Secondo me sono ancora all’offensiva. Basta guardare a queste ultime norme che ha varato la maggioranza di centro-destra: l’invito alla delazione, la tassa spaventosa che stanno mettendo sui permessi di soggiorno e la continua complicazione delle procedure per ottenerli, il cambiamento continuo delle regole, per cui non sai mai che cosa devi fare – questo vale anche per chiunque di noi abbia delle persone straniere in casa: ti accorgi che non sai mai quali sono le regole, perché deve essere sempre un percorso a ostacoli per queste persone. E le ronde… a me sembra che siano ancora all’offensiva. Credo che abbiano un po’ sbagliato sulla questione dei medici e anche su Eluana: su questi due punti non hanno avuto l’ondata di consensi che pensavano.

Una spiegazione per tanta acquiescenza o, peggio, consenso?

È stato evidente anche rispetto all’episodio di Nettuno [dove un gruppo di giovani – «per noia» – ha aggredito e bruciato un immigrato indiano, ndr]: io trovo una tendenza – o forse i media questo ci fanno vedere – a sminuire, a giustificare, a dire: «Beh, questi qui sono sempre bravi ragazzi, di buona famiglia». Uno degli aspetti più preoccupanti di quello che possiamo chiamare il razzismo italiano è che rifiuta di riconoscersi come tale.
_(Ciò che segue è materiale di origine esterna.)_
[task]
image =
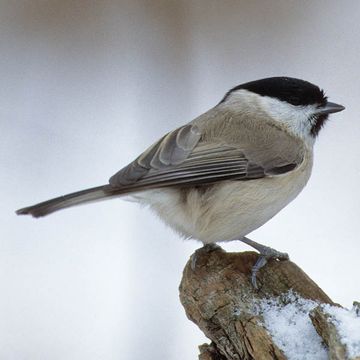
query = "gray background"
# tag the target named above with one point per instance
(85, 87)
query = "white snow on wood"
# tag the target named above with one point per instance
(348, 326)
(288, 322)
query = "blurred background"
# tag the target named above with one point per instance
(85, 87)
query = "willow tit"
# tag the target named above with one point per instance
(228, 171)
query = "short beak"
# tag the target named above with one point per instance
(330, 108)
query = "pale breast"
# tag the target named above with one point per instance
(228, 210)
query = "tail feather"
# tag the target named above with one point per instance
(73, 199)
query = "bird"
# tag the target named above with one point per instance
(228, 171)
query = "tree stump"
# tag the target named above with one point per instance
(218, 296)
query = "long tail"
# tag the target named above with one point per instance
(73, 199)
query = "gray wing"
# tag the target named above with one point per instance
(182, 158)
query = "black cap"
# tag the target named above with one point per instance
(294, 91)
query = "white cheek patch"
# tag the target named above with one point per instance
(296, 119)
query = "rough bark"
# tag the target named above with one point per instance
(329, 333)
(218, 296)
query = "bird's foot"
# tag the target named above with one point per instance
(207, 248)
(266, 253)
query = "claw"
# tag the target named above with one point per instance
(266, 253)
(207, 248)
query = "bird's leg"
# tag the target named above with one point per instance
(207, 248)
(266, 253)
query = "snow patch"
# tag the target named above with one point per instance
(348, 326)
(287, 320)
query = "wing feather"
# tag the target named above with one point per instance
(181, 158)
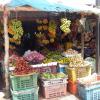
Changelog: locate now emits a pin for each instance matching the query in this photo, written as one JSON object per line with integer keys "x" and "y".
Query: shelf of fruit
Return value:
{"x": 21, "y": 66}
{"x": 46, "y": 76}
{"x": 33, "y": 57}
{"x": 70, "y": 53}
{"x": 55, "y": 56}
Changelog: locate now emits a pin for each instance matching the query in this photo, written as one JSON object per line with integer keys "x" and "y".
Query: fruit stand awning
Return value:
{"x": 53, "y": 5}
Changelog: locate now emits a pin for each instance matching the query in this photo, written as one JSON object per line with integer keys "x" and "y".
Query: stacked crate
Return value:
{"x": 24, "y": 87}
{"x": 89, "y": 88}
{"x": 72, "y": 81}
{"x": 52, "y": 88}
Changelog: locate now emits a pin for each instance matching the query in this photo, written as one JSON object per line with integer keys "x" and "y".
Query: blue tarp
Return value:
{"x": 51, "y": 5}
{"x": 40, "y": 4}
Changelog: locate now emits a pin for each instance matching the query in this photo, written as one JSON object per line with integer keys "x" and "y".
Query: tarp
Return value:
{"x": 54, "y": 5}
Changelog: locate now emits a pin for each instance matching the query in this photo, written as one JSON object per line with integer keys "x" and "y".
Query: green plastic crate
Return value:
{"x": 23, "y": 82}
{"x": 30, "y": 94}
Almeno le leggi razziali di Mussolini dicevano: «È tempo che gli italiani si dicharino francamente razzisti». Ecco, qui noi facciamo di tutto e neghiamo.
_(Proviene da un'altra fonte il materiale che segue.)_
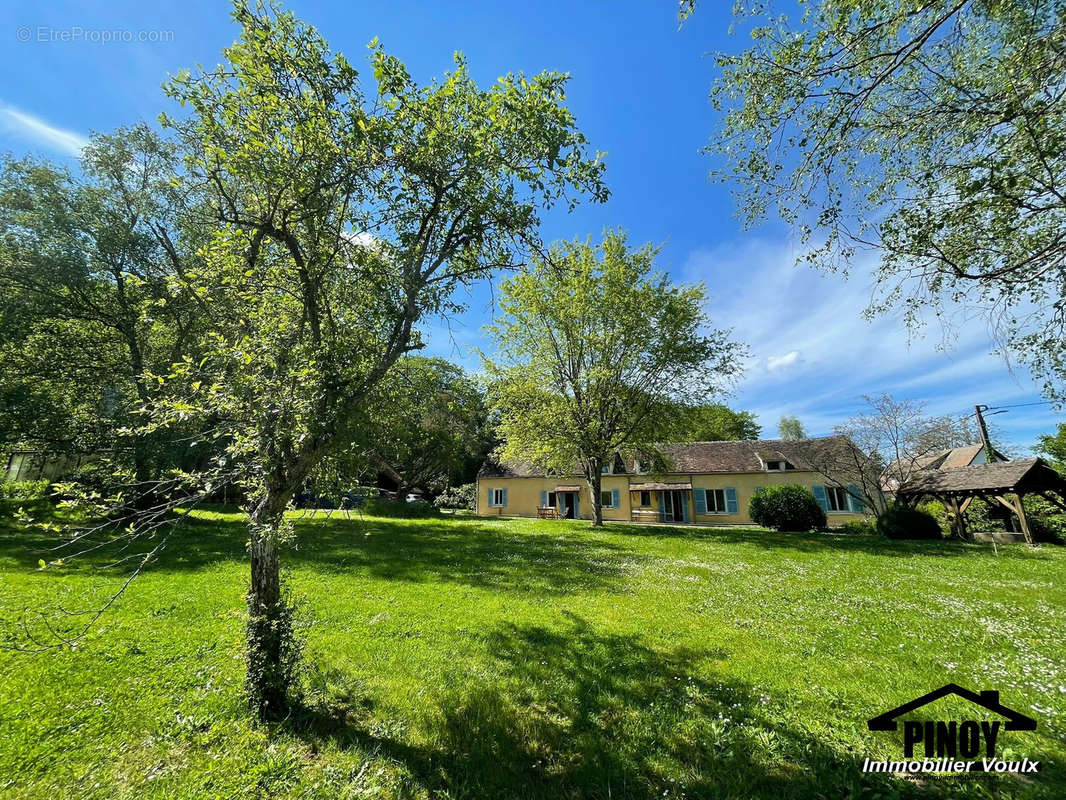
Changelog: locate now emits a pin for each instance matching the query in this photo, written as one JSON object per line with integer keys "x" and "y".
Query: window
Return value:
{"x": 715, "y": 501}
{"x": 837, "y": 498}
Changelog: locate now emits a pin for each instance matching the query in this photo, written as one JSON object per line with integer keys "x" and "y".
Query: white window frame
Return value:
{"x": 712, "y": 501}
{"x": 837, "y": 496}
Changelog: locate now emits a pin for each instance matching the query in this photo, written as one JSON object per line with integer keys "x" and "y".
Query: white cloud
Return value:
{"x": 779, "y": 362}
{"x": 37, "y": 131}
{"x": 813, "y": 353}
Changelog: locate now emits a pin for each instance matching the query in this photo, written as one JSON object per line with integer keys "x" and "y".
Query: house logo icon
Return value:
{"x": 953, "y": 746}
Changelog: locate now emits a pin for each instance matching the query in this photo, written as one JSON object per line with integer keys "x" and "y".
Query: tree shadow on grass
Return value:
{"x": 816, "y": 542}
{"x": 469, "y": 550}
{"x": 576, "y": 713}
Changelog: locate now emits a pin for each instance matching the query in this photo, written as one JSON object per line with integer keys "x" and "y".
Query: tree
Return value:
{"x": 1053, "y": 447}
{"x": 596, "y": 351}
{"x": 338, "y": 222}
{"x": 87, "y": 310}
{"x": 791, "y": 428}
{"x": 430, "y": 427}
{"x": 717, "y": 422}
{"x": 892, "y": 438}
{"x": 933, "y": 132}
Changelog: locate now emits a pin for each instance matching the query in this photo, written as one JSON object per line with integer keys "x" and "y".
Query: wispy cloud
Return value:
{"x": 779, "y": 362}
{"x": 32, "y": 129}
{"x": 813, "y": 353}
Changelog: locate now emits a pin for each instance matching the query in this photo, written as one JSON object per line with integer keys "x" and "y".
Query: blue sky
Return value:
{"x": 639, "y": 90}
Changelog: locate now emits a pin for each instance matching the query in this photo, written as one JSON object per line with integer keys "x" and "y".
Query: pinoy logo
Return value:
{"x": 952, "y": 746}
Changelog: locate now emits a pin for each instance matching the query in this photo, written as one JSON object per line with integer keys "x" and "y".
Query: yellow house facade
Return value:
{"x": 699, "y": 483}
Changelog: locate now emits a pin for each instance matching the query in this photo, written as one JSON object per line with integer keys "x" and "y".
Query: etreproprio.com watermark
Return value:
{"x": 77, "y": 34}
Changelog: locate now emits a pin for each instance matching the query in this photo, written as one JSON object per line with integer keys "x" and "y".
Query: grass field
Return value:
{"x": 469, "y": 658}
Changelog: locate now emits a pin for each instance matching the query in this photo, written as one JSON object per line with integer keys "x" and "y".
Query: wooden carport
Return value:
{"x": 1006, "y": 482}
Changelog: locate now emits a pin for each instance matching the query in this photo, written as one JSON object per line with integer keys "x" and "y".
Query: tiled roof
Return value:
{"x": 998, "y": 476}
{"x": 743, "y": 456}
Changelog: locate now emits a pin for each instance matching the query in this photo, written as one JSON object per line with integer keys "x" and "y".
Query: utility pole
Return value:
{"x": 989, "y": 453}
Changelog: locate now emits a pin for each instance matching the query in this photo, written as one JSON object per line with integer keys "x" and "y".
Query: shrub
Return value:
{"x": 103, "y": 477}
{"x": 787, "y": 508}
{"x": 903, "y": 522}
{"x": 458, "y": 497}
{"x": 857, "y": 527}
{"x": 25, "y": 490}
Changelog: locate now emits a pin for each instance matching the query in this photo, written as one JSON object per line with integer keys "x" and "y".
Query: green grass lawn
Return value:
{"x": 494, "y": 658}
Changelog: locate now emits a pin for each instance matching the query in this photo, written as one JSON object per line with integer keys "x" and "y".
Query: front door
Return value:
{"x": 677, "y": 501}
{"x": 569, "y": 505}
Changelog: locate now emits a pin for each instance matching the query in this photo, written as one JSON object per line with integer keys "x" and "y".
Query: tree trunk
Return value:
{"x": 270, "y": 645}
{"x": 595, "y": 481}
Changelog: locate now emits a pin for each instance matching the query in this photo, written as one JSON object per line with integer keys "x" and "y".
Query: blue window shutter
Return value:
{"x": 855, "y": 500}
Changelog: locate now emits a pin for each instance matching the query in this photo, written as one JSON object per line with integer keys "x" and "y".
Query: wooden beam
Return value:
{"x": 1050, "y": 497}
{"x": 1017, "y": 507}
{"x": 1021, "y": 517}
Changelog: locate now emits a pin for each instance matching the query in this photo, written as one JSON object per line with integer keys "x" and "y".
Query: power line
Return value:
{"x": 1021, "y": 405}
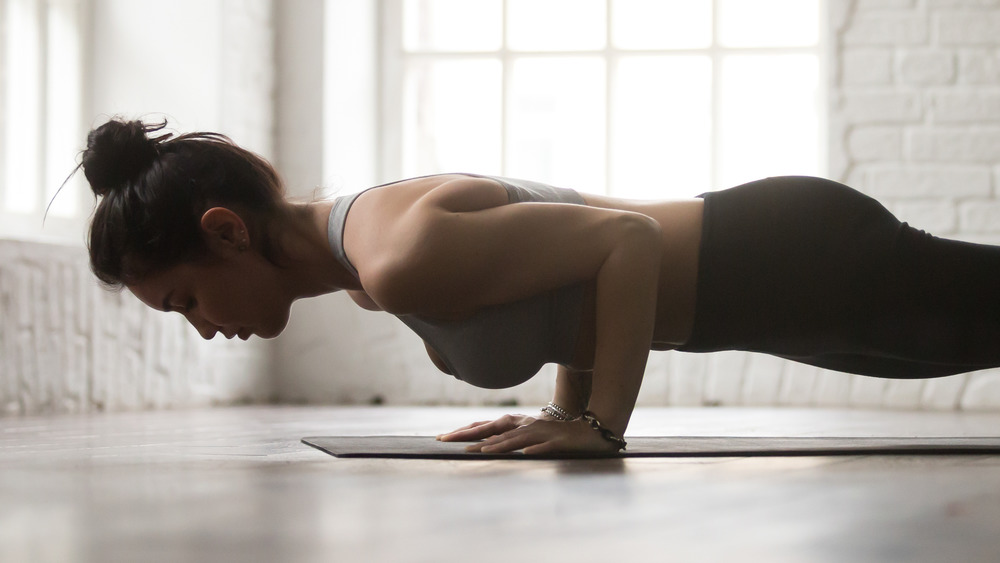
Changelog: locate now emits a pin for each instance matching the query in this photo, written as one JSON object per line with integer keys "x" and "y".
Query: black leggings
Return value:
{"x": 813, "y": 271}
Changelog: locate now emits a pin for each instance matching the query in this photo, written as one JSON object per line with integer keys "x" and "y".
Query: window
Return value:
{"x": 634, "y": 98}
{"x": 40, "y": 117}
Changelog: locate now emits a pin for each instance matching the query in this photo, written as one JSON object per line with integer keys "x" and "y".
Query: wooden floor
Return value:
{"x": 235, "y": 484}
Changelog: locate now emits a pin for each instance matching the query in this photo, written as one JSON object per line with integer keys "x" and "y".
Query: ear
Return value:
{"x": 224, "y": 230}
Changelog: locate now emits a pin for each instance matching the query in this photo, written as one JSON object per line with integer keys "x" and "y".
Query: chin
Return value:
{"x": 273, "y": 329}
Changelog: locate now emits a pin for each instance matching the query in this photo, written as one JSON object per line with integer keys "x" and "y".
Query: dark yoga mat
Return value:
{"x": 426, "y": 447}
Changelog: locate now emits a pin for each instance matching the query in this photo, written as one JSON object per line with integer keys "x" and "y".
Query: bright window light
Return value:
{"x": 40, "y": 118}
{"x": 645, "y": 99}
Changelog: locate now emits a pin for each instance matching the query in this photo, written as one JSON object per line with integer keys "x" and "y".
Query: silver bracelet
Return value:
{"x": 608, "y": 435}
{"x": 556, "y": 412}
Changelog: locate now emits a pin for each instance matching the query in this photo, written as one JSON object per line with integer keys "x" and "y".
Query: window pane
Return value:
{"x": 768, "y": 23}
{"x": 22, "y": 63}
{"x": 769, "y": 117}
{"x": 452, "y": 117}
{"x": 556, "y": 25}
{"x": 661, "y": 134}
{"x": 556, "y": 118}
{"x": 62, "y": 126}
{"x": 452, "y": 25}
{"x": 661, "y": 24}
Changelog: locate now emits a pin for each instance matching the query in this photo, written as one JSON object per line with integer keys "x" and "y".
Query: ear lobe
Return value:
{"x": 224, "y": 229}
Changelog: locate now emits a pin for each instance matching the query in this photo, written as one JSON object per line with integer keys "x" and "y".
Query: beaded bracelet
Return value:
{"x": 556, "y": 412}
{"x": 605, "y": 433}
Questo fa parte di una mentalità secondo cui l’italiano è sempre vittima: ci hanno fatto delle cose terribili nelle Foibe. Ma quello che abbiamo fatto noi prima? Noi siamo sempre vittime. Non siamo mai responsabili di niente. In particolare nei confronti dei Rom: a me sembra che siano individuati dal senso comune come il grado zero dell’esistenza, quelli che non devono avere nessun diritto. E quindi qualunque diritto, qualunque cosa si riconosca loro, viene percepita come una violazione dei diritti degli italiani. Se qualcuno dà una casa ai Rom, subito si dice che ci sono gli italiani senza casa. L’esistenza dei Rom serve a costruire il prototipo del senza diritti. E questo apre la strada a qualunque cosa. Li si possono bruciare vivi, bruciare i loro campi, e nessuno va in galera. Quando succedono cose come queste, il paese è marcio.